The game was rethemed as Shogun, released by Queen in multi-language international edition in 2006.

==Awards==

Games – Best Advanced Strategy Game Runner-Up 2003
International Gamers Award – Best Strategy Game Nominee (special award) 2003

==Availability==
As of 2005, the Queen Games release of Wallenstein is no longer available. Though this is a German edition, various language translations can be found on BoardGameGeek. Aside from the rules, the game is fairly language independent. Most of the cards contain little or no text, preferring to convey meaning graphically. Being able to pronounce the countries depicted on the board is not essential to gameplay.

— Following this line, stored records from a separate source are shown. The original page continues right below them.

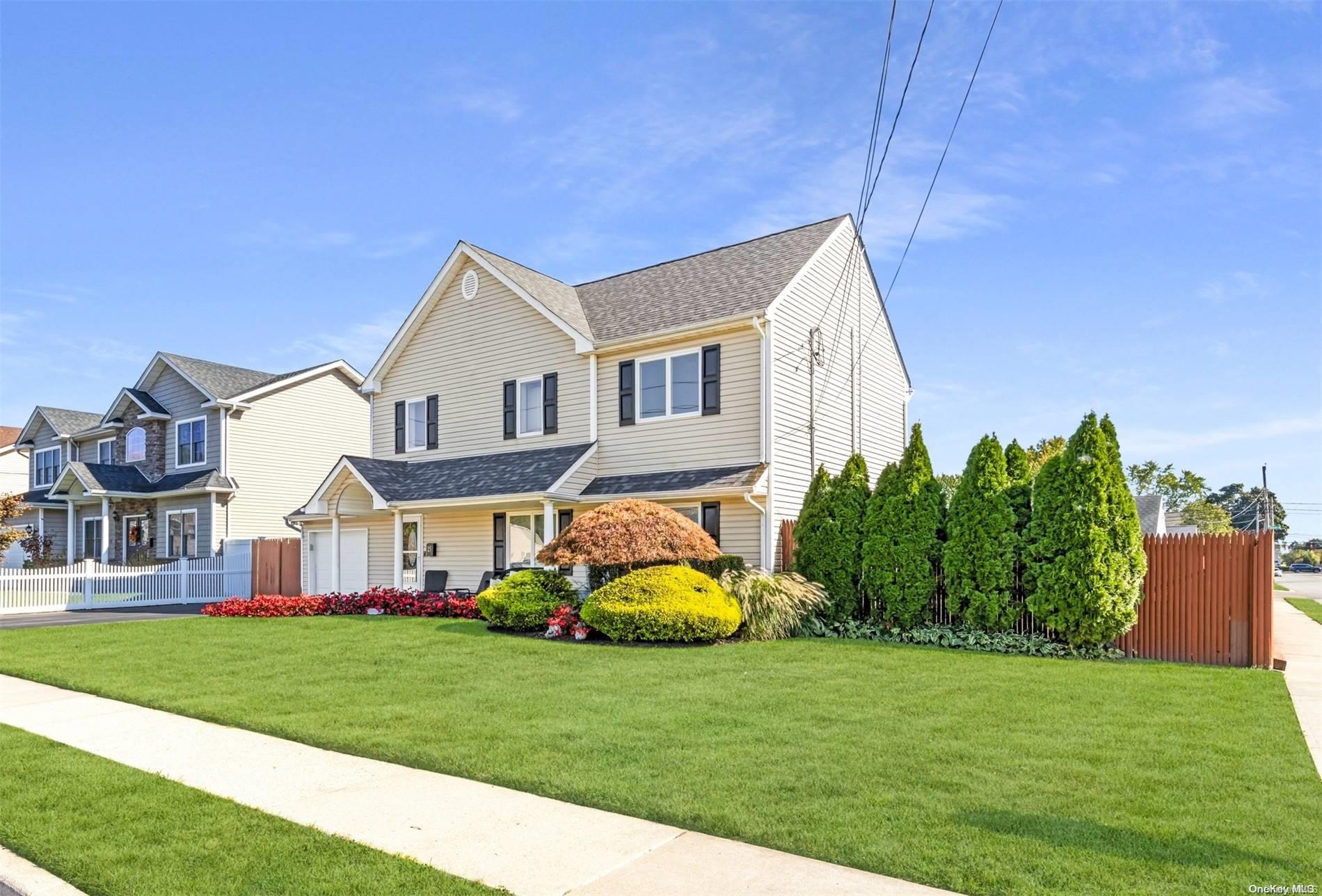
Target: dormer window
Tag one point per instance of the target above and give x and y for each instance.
(135, 446)
(191, 442)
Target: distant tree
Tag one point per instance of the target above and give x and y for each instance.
(1209, 518)
(1085, 555)
(1044, 451)
(1178, 490)
(980, 545)
(815, 533)
(903, 541)
(11, 508)
(1245, 506)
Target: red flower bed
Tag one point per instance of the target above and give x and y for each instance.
(374, 600)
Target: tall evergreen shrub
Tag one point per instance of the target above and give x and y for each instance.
(1085, 555)
(903, 542)
(980, 549)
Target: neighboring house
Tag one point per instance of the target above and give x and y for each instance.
(191, 455)
(509, 401)
(13, 479)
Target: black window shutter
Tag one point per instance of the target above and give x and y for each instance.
(509, 390)
(562, 521)
(499, 541)
(626, 393)
(550, 410)
(710, 517)
(710, 380)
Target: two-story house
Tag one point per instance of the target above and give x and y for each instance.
(191, 455)
(509, 401)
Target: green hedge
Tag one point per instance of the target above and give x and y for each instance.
(525, 599)
(662, 603)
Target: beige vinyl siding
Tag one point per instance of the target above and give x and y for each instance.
(280, 448)
(463, 352)
(881, 387)
(198, 502)
(733, 436)
(184, 402)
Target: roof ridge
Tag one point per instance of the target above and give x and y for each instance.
(708, 251)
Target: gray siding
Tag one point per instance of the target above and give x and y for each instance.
(881, 387)
(282, 448)
(463, 352)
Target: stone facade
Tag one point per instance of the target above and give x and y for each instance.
(154, 465)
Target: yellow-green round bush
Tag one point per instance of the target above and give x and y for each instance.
(662, 603)
(524, 600)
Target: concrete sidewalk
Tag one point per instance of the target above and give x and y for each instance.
(505, 838)
(1298, 640)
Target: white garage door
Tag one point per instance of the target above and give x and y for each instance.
(353, 562)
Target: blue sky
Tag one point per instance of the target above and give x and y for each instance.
(1129, 218)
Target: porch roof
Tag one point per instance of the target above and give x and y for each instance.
(706, 479)
(118, 479)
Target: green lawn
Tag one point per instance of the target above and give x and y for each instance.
(976, 772)
(109, 829)
(1309, 606)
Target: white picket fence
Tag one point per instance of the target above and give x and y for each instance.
(89, 584)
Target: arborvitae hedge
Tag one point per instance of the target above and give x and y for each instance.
(815, 533)
(902, 546)
(978, 554)
(1085, 555)
(847, 502)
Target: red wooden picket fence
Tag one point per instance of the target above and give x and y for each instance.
(1206, 599)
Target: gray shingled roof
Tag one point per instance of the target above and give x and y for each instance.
(738, 279)
(508, 472)
(559, 298)
(725, 282)
(67, 422)
(118, 477)
(681, 480)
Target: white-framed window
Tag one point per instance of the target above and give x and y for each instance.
(669, 386)
(182, 533)
(191, 442)
(45, 465)
(530, 406)
(415, 424)
(525, 536)
(135, 446)
(92, 538)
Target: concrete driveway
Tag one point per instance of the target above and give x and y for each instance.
(85, 616)
(1307, 584)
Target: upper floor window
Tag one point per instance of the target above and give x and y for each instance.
(668, 386)
(191, 438)
(45, 464)
(530, 406)
(135, 446)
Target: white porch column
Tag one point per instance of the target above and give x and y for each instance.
(399, 549)
(548, 522)
(105, 530)
(335, 553)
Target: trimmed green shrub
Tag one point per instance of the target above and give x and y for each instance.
(524, 600)
(902, 542)
(774, 606)
(1085, 559)
(978, 553)
(662, 603)
(722, 565)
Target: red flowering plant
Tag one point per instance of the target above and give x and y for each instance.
(374, 602)
(566, 621)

Queen Games is also planning to release a multilingual game based on Wallenstein with a new theme. As reported by Gamewire:

It's official - Queen Games will be publishing a game based on the Wallenstein game system to be titled Shogun. The game is designed by Dirk Henn. The game is set in the Sengoku period (approx 1467-1573) which ends with the inception of the well-known Tokugawa Shogunate. The game will be an international edition with language-independent components and a multilingual rules booklet. Here is a small picture of the box cover. The game is to be released in 2006.

Rio Grande Games also lists Wallenstein as a 2006 release. These two releases may or may not be referring to the same game.